Bugün; emeğin, emekçinin, dayanışmanın, dirilişin ve direnişin sembolik günlerinden 1 Mayıs. Dünya halklarının, insanlık onurunu örseleyen her türlü zulme karşı sesini yükselttiği bir gün… Yeryüzünü cehennemi bir çukura dönüştüren zalimlere karşı ayağa kalktığı bir tarih…

Biz de bugün; içinde bulunduğumuz şu sömürü, kötülük ve utanç çağında, evrensel çığlığın isyancı korosuna kendi sesimizi ve kendi sözümüzü yükselterek iştirak ediyoruz. İnsanlığı barışa ve esenliğe çıkaracak olan ilahi vahyin mesajını, Müslümanca bir şahitlikle meydanlara taşıyoruz.

Değerli dostlar, sevgili kardeşler!

Kapitalist sömürünün ve emperyalist tahakkümünün türlü türlü şekillere büründüğü günlerdeyiz. İnsana ve tabiata dair ne varsa her şeyin metalaştırıldığı, değersizleştirildiği ve hiçleştirildiği neoliberal bir cahiliye dönemdeyiz. Küresel fesada, küresel istikbara karşı küresel intifada bilincini, ahlaki bir isyanı kuşanmadan geçen her dakika, daha büyük acılara zemin hazırlıyor.

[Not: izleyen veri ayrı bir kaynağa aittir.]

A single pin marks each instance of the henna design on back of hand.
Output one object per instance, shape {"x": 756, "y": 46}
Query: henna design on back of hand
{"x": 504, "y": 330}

Piyasalarla, borsalarla, şirketlerle, bankalarla kuşatılmış bir dünyada yaşıyoruz. İnsanlık ise bu kuşatma altında, adeta bilekleri kredi kartlarıyla kesilmiş bir şekilde ölümünü bekliyor. Asgari ücretle çalıştırılan, borç ve faiz batağında boğulan milyarlarca insan, adı konulmamış bir köleliği sürdürüyor. Şunu iyi anlamalıyız ki, bu hal, insanın kaderinden değil, kapitalizmin fıtratından kaynaklanıyor. Hırsın ve acımasızca rekabetin hüküm sürdüğü piyasa ekonomisi, kendi sermayesini emekçilerin sırtında biriktirirken, onları en temel ihtiyaçlarını dahi karşılamayacakları ücretlerde çalıştırıyor.

Aradan geçen zamanda toprakla bağı koparılmış, şehirlerin tekinsizliğine fırlatılmış, tüm sosyal dayanışma ağları atomlarına kadar parçalanmış yığınlar, çaresizce kendilerine sunulan kredilere sarılmak zorunda bırakılıyor.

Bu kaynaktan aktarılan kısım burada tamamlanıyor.